Thoughts on electing better politicians

Adapted from a conversation I had earlier with a friend, Sarah.
 
I would thoroughly enjoy it if at least one debate in every campaign had a "bull buzzer", where every time a candidate didn't give a straight answer, they'd get buzzed out. Whoever had the least number of buzzes wins the debate, for the purposes of reporting who won the debate in the media.  By straight answer, I mean a direct answer to the question. Factual incorrectness is less of an issue, because when politicians say things that are factually incorrect, they get skewered (not unjustly, I'm just saying that's not quite the same scope of problem... look at Napolitano's statement and the reaction after the Christmas day terrorism plot.)
 
Admittedly, as Sarah points out, this isn't the case all of the time ("Have you seen those ads that say 'senator so-and-so voted for nuclear war' or something outrageous like that? They take tiny portions of a bill and spin them to be something they're not. Happens allll the time")

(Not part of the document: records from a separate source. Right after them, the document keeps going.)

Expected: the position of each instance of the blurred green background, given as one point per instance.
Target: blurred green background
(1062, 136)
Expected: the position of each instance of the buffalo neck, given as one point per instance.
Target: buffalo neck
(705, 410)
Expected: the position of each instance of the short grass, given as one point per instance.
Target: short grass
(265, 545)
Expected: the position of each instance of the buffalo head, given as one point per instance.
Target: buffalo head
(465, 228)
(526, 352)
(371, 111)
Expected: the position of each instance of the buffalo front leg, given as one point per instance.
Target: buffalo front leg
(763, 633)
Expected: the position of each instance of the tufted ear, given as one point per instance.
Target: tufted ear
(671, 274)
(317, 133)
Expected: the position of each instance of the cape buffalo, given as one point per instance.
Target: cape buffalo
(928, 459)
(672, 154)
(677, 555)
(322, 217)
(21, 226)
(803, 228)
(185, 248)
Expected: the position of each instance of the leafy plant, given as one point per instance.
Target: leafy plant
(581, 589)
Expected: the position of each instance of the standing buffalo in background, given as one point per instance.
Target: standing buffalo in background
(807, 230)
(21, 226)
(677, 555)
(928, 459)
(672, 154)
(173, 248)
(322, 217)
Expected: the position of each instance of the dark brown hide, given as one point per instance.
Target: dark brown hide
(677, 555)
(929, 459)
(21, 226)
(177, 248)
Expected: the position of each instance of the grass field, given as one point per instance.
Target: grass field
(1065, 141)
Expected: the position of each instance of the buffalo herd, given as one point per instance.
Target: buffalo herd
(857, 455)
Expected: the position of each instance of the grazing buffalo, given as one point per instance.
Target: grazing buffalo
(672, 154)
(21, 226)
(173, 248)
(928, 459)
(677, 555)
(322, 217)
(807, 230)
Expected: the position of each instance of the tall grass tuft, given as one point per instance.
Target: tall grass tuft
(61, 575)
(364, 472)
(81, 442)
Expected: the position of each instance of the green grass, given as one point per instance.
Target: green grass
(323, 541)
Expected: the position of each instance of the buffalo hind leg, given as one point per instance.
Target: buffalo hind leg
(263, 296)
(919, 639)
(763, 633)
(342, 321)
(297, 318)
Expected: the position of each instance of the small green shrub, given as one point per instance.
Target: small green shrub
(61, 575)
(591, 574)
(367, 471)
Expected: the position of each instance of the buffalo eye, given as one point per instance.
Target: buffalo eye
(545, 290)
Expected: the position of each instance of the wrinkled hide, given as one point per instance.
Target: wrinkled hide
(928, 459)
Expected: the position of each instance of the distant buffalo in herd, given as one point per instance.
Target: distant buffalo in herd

To which I would respond that the problem with buzzing that type of statement is that those are often inherently subjective along partisan lines,  whereas when "What will you do about the economy?" draws a response of "The American people possess willpower and hearts of gold. I'm going to channel the spirit of the entrepreneur and call down the heavens to lift our economy upwards and onwards," this clearly deserves the bull buzzer, even if we like the candidate. Same with "What are you going to do about health care?" "We're going to bend the cost curve downward and make sure that every American can get quality care".... thanks for that inspiring remark?

 That is all I heard in every presidential debate this year, because nobody wants to say the truth cuz everything is unpopular. However, we need to hear those answers when electing people.
 
Which brings me to a more real strategy for good-hearted, smart politicians:
 
If I were a politician with a soul, and a desire to debate issues, instead of just a stuffed suit with a desire to win, I would write sample bills during the campaign for the two or three biggest issues I want to run on, and then proceed to hammer the living heck out of my opponent for being a wishy-washy, weak, unprincipled flip-flopper who's unwilling to take a stand. One would hope his or her response would be a bill of his or her own. It doesn't even matter if the bill is feasible. We all know bills are subject to compromise and debate. At least this gets a real view out there and gives Americans a sense of what their politician is ideally going to be fighting for. Then you can debate issues instead of "Who has the better speaking voice and more charisma?"
 
This could actually change the tenor of elections substantially. I guarantee Sarah Palin would not have been selected as the Republican nominee for VP if McCain's strategists knew she'd have to do that. Because Hillary is more centrist than Obama, I'd also bet that race would have been even closer, because Obama would have been forced to either debate issues secondary to his agenda (and look like a massive liar if he didn't attack those first), or debate issues on which his agenda borders on (or is) socialist. While Hillary isn't exempt from this problem, it's less of a big deal for her.
 
You'd also likely see a convergence to key issues - who wants to see their opponent have a huge immigration plan and you having no response?
 
The big concern is that politicians would simply avoid hot-button issues completely, in a sort of game-theoretic collusive manner. That does leave the door open for third-party candidates to attack that issue, though, so perhaps that's a good, not a bad.